I am a sick, sick individual. After a spending a couple of days swimming around the Parrot source, I was finally able to write a proof-of-concept library that embeds Parrot in Oracle. extproc_parrot is born. Squawk. SQUAWK!
main: set S0, "Hello, "
set S1, P0[1]
concat S0, S1
set S31, S0
SQL> select parrot('hello','Jeff') from dual;
PARROT('HELLO','JEFF')
----------------------
Hello, Jeff
Woohoo! Hm, I should try writing a function in BASIC targeted to Parrot... ;-)
Re:extproc_php
shiflett on 2003-08-05T04:23:18
Sorry, couldn't get my keyboard to work; guess I could use a new one.
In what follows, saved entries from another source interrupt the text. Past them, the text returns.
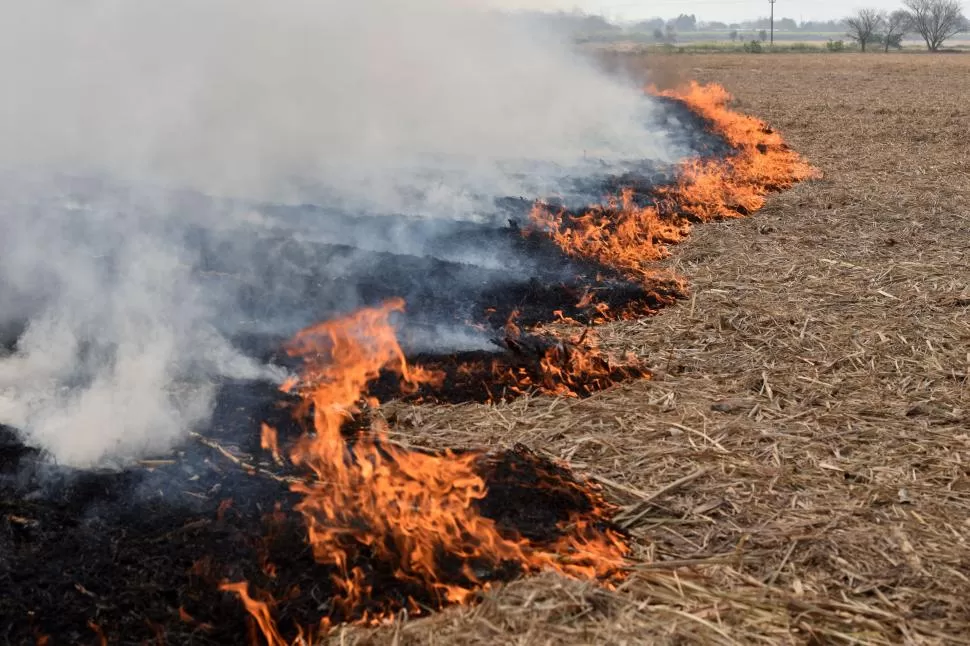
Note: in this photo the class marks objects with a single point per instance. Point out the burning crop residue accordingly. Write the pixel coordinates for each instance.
(628, 235)
(304, 512)
(404, 529)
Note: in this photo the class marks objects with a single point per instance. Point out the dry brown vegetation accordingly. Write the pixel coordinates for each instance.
(799, 469)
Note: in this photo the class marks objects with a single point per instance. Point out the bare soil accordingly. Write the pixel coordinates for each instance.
(798, 471)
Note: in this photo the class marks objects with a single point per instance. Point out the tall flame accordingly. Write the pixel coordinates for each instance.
(371, 505)
(369, 501)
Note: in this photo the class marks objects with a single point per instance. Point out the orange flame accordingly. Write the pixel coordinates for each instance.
(411, 510)
(627, 237)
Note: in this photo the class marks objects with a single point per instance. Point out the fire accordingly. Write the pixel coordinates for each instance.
(626, 236)
(372, 506)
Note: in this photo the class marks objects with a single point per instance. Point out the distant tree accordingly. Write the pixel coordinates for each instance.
(649, 25)
(936, 20)
(683, 22)
(864, 26)
(895, 26)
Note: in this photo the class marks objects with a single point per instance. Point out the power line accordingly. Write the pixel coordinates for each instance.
(772, 2)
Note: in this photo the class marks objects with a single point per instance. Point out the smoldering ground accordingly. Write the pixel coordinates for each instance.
(144, 142)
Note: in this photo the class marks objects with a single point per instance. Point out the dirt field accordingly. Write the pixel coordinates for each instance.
(799, 469)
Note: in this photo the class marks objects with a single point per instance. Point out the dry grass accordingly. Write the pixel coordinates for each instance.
(814, 388)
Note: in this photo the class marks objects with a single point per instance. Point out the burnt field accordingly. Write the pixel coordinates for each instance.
(794, 471)
(813, 391)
:-) Is there an extproc_php? It may be of no interest to this community, but it seems worth adding to your list of languages; maybe you can extproc them all.
:-) Re:extproc_php
rob_au on 2003-08-05T06:18:38
I don't think there is any such module available for Oracle, although there has been a beta release of a plPHP extension for Postgres - Details are available here.Re:extproc_php
jhorwitz on 2003-08-05T13:43:02
Keyboard, eh? I just thought you were drunk...;-)
The significance of extproc_parrot is that any language that can be targeted to parrot can be embedded in Oracle. So if someone targets PHP to parrot, it should just work. I know some Ruby people were interested in an extproc_ruby, and this is one way to do something like that. Things like callbacks (accessing the calling database from your code) need to be patched in like I do with DBD::Oracle, but that's fairly trivial.Re:extproc_php
koschei on 2003-08-07T15:07:16
fwiw, someone _is_ doing a php on parrot.